What did @tikdoctony actually say?
Dr. Tony made three core claims: inserting the needle quickly reduces pain because it limits nerve exposure time, injecting slowly into fat is less painful than muscle injections, and subcutaneous (fat) injections produce testosterone levels equivalent to intramuscular ones. He also closed with the reminder that "T is not a requirement to transition." These are specific, testable claims, and they deserve a closer look than most TikTok injection tutorials get.
The advice is framed as clinical wisdom from a practicing physician, which raises the stakes. If he's right, this is genuinely useful harm-reduction information for the millions of people self-administering testosterone. If he's wrong, or even partially wrong, people are modifying their injection technique based on a 60-second video.
Does the science back this up?
Mostly, yes, though not completely. The fast-insertion principle has real support. Research on needle insertion technique consistently finds that slower skin penetration activates more cutaneous nociceptors, which are the nerve endings that register sharp pain. A faster insertion passes through the dermis more quickly, reducing that activation window. This is why trained phlebotomists are taught not to hesitate at the skin surface.
The subcutaneous versus intramuscular equivalence claim is where things get more nuanced. Shah et al. (2019, Journal of the Endocrine Society) studied subcutaneous testosterone cypionate in hypogonadal men and found serum testosterone levels were comparable to intramuscular delivery, with potentially more stable trough levels. Olson et al. (2014, LGBT Health) found similar results in transgender men using subcutaneous injections. So the claim has backing, though "doesn't give you any better levels" is a simplification of a more complicated pharmacokinetic picture.
What did they get wrong (or right)?
He got the fast-insertion principle right.

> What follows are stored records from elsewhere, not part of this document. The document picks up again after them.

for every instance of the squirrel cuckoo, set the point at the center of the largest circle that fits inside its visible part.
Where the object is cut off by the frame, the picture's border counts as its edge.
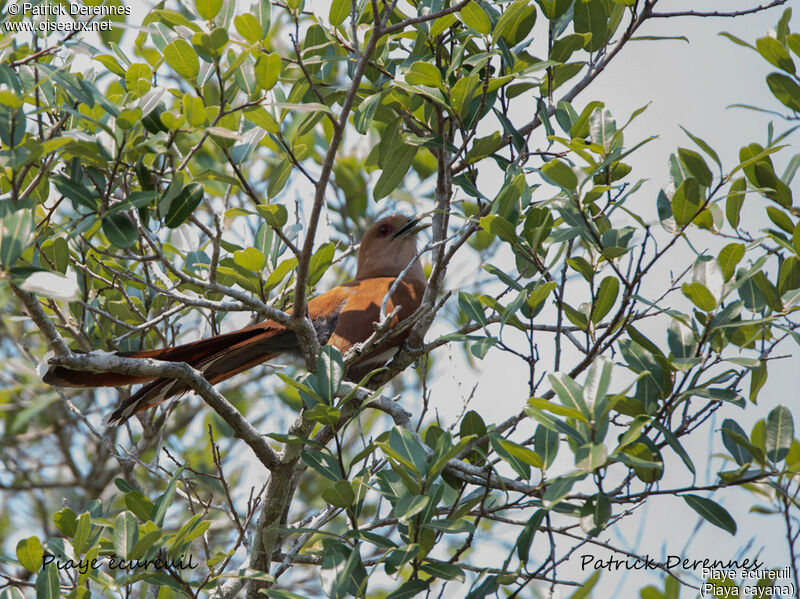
(342, 317)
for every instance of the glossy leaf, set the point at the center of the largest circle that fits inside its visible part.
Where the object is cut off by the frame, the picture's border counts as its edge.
(711, 511)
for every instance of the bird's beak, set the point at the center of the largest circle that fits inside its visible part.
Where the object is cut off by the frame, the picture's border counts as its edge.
(411, 228)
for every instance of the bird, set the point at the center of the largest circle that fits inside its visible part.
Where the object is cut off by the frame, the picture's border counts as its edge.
(342, 317)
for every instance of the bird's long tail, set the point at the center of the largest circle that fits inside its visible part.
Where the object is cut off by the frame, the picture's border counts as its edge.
(218, 357)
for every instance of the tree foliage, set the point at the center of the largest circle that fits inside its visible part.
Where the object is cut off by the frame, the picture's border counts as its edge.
(172, 188)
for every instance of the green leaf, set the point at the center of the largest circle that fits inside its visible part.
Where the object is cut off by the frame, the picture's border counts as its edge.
(703, 146)
(681, 340)
(779, 434)
(606, 297)
(526, 536)
(560, 174)
(735, 200)
(139, 504)
(182, 207)
(250, 259)
(394, 171)
(182, 58)
(47, 583)
(758, 376)
(570, 393)
(553, 9)
(711, 511)
(208, 9)
(539, 403)
(338, 11)
(591, 16)
(326, 415)
(29, 554)
(686, 202)
(673, 442)
(736, 442)
(520, 452)
(516, 23)
(78, 194)
(591, 456)
(248, 27)
(473, 15)
(776, 53)
(267, 70)
(15, 233)
(472, 425)
(443, 570)
(424, 73)
(340, 494)
(138, 78)
(126, 533)
(785, 90)
(471, 307)
(497, 225)
(320, 261)
(323, 462)
(545, 443)
(729, 257)
(120, 230)
(696, 166)
(409, 448)
(66, 522)
(329, 373)
(409, 506)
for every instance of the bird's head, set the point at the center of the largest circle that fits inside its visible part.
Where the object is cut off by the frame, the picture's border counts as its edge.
(388, 247)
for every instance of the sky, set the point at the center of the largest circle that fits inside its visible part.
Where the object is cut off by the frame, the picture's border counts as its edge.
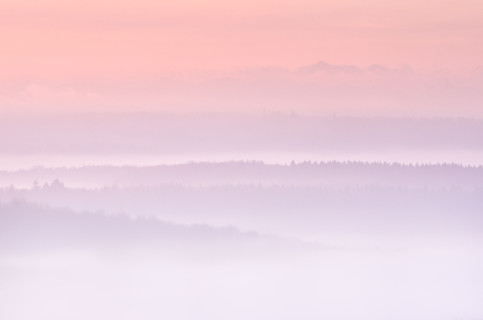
(92, 55)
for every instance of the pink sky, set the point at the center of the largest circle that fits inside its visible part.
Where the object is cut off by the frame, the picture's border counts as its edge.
(48, 38)
(100, 52)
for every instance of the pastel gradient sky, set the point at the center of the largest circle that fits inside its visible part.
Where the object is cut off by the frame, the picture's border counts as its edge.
(56, 52)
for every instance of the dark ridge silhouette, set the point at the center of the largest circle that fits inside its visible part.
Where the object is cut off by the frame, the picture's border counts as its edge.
(240, 133)
(33, 228)
(335, 174)
(283, 209)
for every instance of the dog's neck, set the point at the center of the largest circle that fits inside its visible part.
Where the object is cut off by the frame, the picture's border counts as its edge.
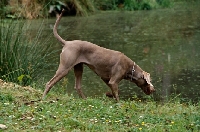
(131, 72)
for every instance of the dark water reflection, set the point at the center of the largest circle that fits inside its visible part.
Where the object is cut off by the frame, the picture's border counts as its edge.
(164, 42)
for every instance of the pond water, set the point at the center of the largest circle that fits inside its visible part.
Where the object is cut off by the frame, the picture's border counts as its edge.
(163, 42)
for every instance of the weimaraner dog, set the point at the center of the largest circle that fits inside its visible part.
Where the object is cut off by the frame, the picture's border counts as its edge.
(112, 66)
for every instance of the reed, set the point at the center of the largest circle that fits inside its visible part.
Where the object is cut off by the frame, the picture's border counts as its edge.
(22, 60)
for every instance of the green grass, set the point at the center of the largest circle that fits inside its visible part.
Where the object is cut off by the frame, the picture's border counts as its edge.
(20, 111)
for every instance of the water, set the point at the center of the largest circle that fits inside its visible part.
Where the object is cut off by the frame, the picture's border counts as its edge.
(163, 42)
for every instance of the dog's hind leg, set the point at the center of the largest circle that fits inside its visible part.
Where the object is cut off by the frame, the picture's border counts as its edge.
(78, 71)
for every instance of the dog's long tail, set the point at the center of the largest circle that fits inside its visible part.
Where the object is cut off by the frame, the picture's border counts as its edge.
(55, 30)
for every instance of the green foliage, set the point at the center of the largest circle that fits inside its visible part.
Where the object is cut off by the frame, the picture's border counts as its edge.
(67, 113)
(21, 60)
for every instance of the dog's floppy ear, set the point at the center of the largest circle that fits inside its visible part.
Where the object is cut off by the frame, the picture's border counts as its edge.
(147, 77)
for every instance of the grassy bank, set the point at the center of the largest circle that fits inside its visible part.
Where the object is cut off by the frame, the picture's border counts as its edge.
(20, 111)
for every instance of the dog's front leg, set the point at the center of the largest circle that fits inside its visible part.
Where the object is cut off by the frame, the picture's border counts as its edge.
(78, 71)
(114, 87)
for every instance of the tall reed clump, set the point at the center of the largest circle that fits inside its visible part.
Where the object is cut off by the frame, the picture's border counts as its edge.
(22, 61)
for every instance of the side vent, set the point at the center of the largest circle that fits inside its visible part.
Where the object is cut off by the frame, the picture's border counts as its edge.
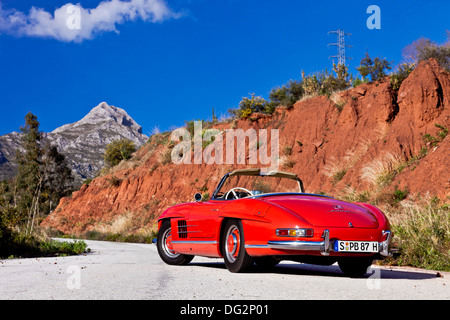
(182, 229)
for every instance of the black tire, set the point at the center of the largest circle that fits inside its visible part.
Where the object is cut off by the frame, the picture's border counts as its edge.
(233, 247)
(355, 267)
(163, 243)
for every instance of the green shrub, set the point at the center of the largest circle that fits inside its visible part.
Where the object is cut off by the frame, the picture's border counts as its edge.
(248, 105)
(424, 49)
(374, 68)
(286, 95)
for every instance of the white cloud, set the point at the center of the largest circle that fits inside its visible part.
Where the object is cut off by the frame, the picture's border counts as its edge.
(75, 23)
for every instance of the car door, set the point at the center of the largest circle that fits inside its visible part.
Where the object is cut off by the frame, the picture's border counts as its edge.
(203, 219)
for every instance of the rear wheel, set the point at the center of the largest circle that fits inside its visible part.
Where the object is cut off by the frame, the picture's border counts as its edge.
(165, 247)
(233, 247)
(355, 267)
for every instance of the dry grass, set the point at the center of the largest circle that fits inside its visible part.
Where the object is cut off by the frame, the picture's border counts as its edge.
(422, 232)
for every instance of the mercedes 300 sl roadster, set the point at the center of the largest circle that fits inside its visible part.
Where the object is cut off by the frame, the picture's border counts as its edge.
(265, 217)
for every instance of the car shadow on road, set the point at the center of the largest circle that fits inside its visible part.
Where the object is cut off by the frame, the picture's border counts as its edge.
(328, 271)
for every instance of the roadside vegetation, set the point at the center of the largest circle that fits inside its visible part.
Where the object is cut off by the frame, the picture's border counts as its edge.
(43, 178)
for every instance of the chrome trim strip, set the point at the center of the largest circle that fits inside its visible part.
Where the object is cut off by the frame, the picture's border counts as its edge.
(384, 245)
(325, 251)
(296, 245)
(256, 246)
(195, 242)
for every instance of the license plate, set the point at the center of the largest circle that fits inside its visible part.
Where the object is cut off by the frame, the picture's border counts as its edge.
(356, 246)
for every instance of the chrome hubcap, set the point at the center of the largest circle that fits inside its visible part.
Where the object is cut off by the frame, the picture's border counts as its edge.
(233, 244)
(167, 244)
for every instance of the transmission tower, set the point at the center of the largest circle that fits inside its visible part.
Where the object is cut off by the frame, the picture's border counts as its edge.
(341, 46)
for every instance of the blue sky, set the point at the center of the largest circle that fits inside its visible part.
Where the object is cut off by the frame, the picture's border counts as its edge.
(199, 55)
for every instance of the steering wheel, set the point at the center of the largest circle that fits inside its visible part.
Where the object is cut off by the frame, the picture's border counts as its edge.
(234, 193)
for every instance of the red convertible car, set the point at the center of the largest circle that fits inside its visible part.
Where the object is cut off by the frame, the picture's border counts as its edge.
(265, 217)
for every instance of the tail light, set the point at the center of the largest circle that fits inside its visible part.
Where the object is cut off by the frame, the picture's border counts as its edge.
(302, 233)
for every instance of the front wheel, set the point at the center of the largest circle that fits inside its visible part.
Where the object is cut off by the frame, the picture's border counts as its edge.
(233, 247)
(165, 247)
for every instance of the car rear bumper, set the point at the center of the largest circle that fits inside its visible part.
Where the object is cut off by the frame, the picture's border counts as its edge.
(326, 246)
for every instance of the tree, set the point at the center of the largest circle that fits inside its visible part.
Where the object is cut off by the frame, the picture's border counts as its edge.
(373, 68)
(29, 179)
(118, 150)
(57, 175)
(424, 49)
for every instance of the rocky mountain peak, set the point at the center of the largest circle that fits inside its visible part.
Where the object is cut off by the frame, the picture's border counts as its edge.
(82, 142)
(104, 113)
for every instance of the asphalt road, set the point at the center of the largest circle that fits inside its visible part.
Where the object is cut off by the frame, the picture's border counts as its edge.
(135, 271)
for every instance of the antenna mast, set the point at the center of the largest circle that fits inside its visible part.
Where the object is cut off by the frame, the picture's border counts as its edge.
(341, 46)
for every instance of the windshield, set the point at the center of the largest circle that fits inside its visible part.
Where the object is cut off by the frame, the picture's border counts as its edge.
(240, 186)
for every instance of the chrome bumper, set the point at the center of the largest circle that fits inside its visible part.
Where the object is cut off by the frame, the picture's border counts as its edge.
(326, 245)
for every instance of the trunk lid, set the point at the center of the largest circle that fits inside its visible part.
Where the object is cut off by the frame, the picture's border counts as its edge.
(325, 212)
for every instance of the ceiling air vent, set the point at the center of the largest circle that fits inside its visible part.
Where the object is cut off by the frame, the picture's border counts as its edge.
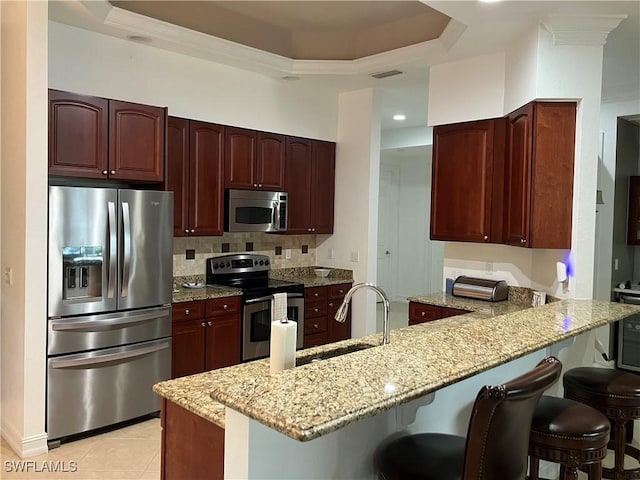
(389, 73)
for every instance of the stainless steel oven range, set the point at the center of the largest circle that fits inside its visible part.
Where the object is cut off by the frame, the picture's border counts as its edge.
(250, 273)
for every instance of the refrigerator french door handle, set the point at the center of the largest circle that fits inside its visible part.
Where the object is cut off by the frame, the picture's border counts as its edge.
(126, 222)
(113, 245)
(109, 357)
(108, 322)
(276, 209)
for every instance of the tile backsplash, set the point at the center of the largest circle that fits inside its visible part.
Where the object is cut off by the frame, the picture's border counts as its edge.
(273, 245)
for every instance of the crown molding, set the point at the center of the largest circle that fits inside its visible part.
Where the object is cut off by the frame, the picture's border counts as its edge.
(586, 30)
(123, 23)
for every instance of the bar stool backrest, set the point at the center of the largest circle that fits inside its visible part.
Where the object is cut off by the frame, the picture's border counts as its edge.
(498, 435)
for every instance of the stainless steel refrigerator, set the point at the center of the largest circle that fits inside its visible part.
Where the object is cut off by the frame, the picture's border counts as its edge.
(109, 305)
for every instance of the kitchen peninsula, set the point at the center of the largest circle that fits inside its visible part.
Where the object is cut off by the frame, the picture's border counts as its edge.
(325, 419)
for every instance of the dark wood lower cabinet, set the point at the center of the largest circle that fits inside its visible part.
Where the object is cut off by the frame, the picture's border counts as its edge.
(192, 447)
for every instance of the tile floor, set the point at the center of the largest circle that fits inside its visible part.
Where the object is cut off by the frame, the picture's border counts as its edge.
(132, 452)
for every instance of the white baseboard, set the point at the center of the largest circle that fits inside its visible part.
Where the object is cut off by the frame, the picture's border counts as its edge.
(24, 447)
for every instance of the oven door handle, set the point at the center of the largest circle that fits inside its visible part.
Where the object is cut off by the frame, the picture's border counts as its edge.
(259, 299)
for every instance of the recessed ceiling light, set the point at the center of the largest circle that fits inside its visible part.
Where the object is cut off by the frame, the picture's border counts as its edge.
(139, 38)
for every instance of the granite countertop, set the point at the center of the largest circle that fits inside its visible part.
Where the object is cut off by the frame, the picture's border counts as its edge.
(319, 398)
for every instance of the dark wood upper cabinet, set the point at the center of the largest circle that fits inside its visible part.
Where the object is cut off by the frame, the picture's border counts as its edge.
(270, 164)
(136, 141)
(94, 137)
(78, 135)
(177, 172)
(254, 160)
(462, 192)
(539, 162)
(206, 180)
(194, 173)
(310, 183)
(323, 173)
(633, 229)
(298, 184)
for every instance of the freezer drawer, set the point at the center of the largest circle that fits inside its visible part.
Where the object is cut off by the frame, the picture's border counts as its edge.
(90, 332)
(96, 389)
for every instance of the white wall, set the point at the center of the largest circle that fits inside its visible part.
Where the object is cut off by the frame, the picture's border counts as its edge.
(95, 64)
(535, 67)
(465, 90)
(356, 200)
(24, 224)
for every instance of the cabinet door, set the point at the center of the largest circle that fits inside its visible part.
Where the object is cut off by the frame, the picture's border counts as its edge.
(177, 172)
(270, 166)
(187, 347)
(462, 181)
(206, 181)
(517, 208)
(240, 155)
(633, 230)
(554, 130)
(136, 141)
(298, 184)
(78, 135)
(322, 186)
(223, 341)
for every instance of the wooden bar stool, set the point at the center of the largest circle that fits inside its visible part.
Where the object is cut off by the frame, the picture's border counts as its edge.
(617, 395)
(569, 433)
(495, 447)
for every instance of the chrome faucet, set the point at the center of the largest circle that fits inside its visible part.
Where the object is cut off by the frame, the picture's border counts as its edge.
(341, 314)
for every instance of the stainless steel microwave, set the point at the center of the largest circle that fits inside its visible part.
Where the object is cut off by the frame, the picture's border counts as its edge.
(255, 211)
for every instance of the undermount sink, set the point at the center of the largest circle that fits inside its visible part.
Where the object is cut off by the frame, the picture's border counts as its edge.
(356, 347)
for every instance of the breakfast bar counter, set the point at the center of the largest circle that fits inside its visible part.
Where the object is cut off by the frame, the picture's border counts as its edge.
(334, 395)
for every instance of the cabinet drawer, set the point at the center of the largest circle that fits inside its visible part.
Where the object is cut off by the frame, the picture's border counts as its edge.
(315, 325)
(419, 312)
(452, 312)
(315, 293)
(222, 306)
(315, 309)
(338, 291)
(314, 340)
(187, 310)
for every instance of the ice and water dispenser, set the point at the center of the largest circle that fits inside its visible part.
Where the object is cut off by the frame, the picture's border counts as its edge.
(82, 272)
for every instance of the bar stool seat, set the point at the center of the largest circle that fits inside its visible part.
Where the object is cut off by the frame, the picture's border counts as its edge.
(616, 394)
(495, 447)
(569, 433)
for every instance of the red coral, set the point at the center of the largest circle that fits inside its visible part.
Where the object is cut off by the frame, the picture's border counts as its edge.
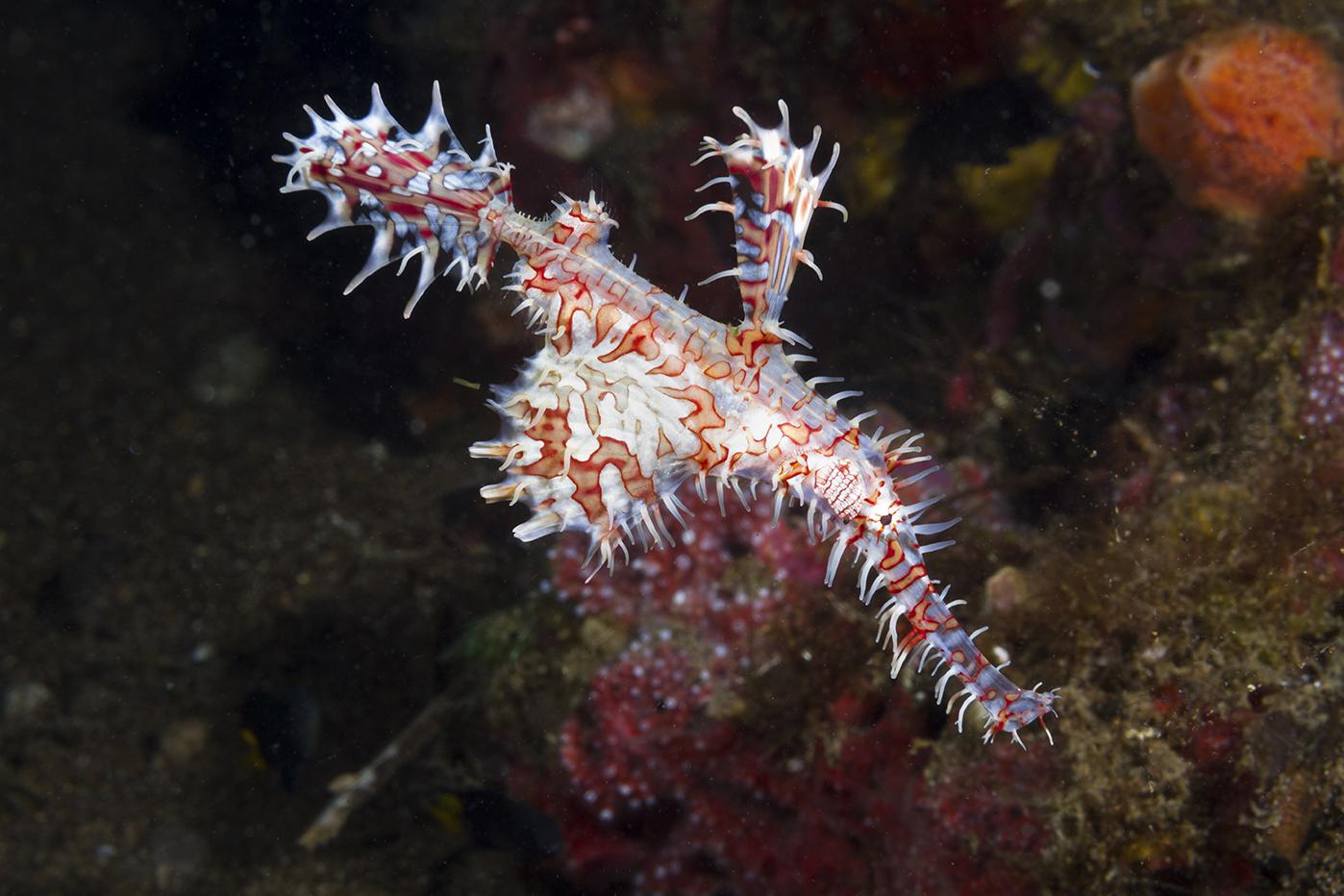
(1234, 115)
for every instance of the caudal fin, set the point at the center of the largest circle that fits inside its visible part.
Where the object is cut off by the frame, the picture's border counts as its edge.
(421, 191)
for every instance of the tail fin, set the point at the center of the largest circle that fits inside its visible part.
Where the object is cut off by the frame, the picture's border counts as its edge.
(1007, 707)
(421, 191)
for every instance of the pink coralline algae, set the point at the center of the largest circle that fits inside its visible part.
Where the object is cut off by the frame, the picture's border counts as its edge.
(640, 731)
(1324, 408)
(661, 791)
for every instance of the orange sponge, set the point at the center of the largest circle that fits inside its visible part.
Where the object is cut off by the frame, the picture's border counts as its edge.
(1234, 115)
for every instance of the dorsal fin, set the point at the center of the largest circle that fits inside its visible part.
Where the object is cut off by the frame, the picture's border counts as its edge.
(774, 192)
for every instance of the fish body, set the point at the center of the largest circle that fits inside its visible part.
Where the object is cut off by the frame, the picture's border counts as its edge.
(634, 392)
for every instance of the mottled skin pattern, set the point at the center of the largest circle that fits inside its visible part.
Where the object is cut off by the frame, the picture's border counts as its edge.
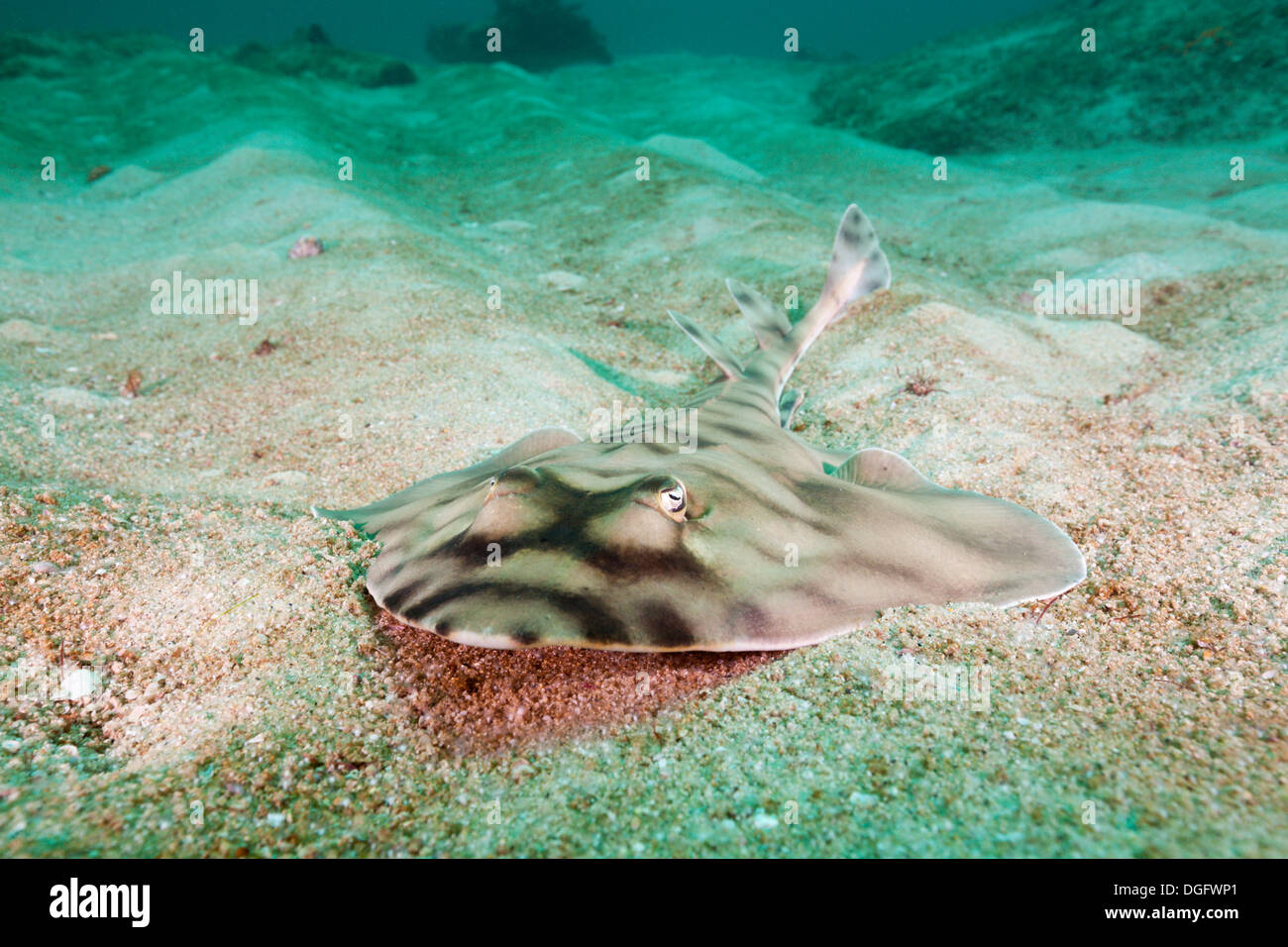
(752, 541)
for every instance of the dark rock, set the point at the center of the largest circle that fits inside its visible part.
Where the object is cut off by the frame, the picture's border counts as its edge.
(539, 35)
(310, 52)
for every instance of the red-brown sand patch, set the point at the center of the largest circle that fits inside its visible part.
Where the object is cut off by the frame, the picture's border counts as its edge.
(473, 699)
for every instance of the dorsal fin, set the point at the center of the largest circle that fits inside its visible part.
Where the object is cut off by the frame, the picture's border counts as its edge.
(789, 405)
(768, 321)
(719, 352)
(858, 268)
(885, 471)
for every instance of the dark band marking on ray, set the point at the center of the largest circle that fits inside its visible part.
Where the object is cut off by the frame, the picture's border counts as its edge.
(593, 618)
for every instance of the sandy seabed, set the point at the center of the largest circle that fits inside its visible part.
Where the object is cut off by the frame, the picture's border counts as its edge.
(192, 665)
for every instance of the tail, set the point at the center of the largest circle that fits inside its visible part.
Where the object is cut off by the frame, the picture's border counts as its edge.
(858, 268)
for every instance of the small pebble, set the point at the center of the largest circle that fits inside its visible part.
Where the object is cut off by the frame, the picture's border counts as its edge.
(305, 247)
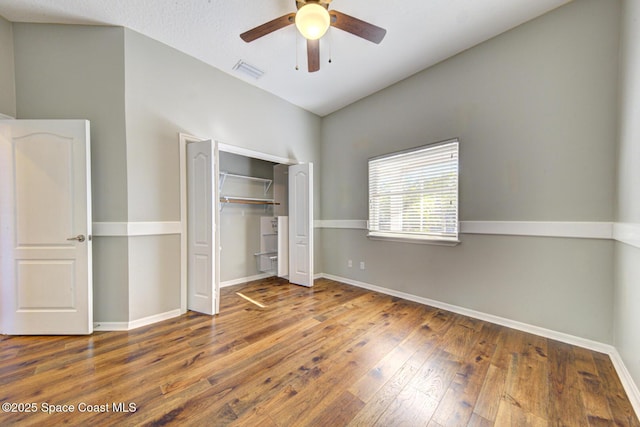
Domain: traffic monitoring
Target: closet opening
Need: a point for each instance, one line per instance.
(253, 218)
(244, 216)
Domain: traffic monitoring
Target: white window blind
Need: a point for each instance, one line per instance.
(414, 194)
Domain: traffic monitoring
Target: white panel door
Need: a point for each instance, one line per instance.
(203, 290)
(45, 227)
(283, 246)
(301, 224)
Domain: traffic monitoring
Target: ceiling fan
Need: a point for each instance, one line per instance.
(312, 19)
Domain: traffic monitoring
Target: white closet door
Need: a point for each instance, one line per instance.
(283, 246)
(301, 224)
(203, 291)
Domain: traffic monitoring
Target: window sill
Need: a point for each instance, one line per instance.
(418, 241)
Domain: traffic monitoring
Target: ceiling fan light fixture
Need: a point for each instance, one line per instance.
(312, 20)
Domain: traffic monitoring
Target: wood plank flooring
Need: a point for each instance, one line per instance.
(332, 355)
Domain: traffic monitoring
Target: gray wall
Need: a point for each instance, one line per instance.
(77, 72)
(7, 76)
(139, 94)
(627, 283)
(168, 92)
(535, 111)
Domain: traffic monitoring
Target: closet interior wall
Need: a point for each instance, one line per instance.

That part is well-supported and routinely taught in clinical injection training. Credit where it's due.
The subcutaneous equivalence claim is mostly right but oversimplified. The evidence supports subQ as a viable, effective route, but individual variability in absorption is real. Body composition, injection site, and volume all affect how reliably subQ delivers consistent levels. Telling a broad audience "it doesn't give you any better levels" glosses over the fact that some individuals do experience more variable levels subQ, which matters for mood stability and efficacy monitoring. Your endocrinologist or prescribing provider should be the one deciding your route, not a TikTok tutorial.
The claim that "muscle hurts" universally also deserves pushback. Many patients tolerate IM injections well, particularly with proper technique into the ventrogluteal site, which has less nerve density than the thigh. Framing IM as categorically more painful isn't accurate for everyone.
What should you actually know?
If you're self-administering testosterone, technique matters more than most people realize. A few evidence-based points worth knowing:
- Fast needle insertion through skin reduces activation of cutaneous pain receptors. This is consistent with standard injection training guidelines from organizations like the CDC and WHO.
- Slow injection of the medication itself is also correct. Rapid bolus injection into muscle causes localized pressure and can trigger pain and muscle spasm.
- Subcutaneous testosterone is a legitimate, clinically studied route, but it is not universally interchangeable with IM for every patient. Shah et al. (2019) and Olson et al. (2014) support its use, but your provider needs to assess your specific situation.
- The abdomen and thigh are common subQ sites, but fat depth varies significantly between individuals. A site that works well for one person may not give consistent absorption for another.
- "T is not a requirement to transition" is accurate and worth saying. Testosterone is one option among many in gender-affirming care, and its use should be a fully informed, autonomous decision made with qualified medical support.
Bottom line: should you change your technique based on this video?
The fast-insertion, slow-injection advice is sound and backed by basic injection science. The subQ route is legitimate and studied, not fringe. But the framing that subQ is simply better or less painful for everyone, and that IM offers no advantages, is too broad. Some patients have clinical reasons to use IM. Some have body compositions that make consistent subQ absorption harder to achieve. This video is a reasonable starting point for a conversation with your prescribing provider, not a replacement for one. If you're adjusting your injection site or technique based on social media content, loop in whoever manages your testosterone prescription first.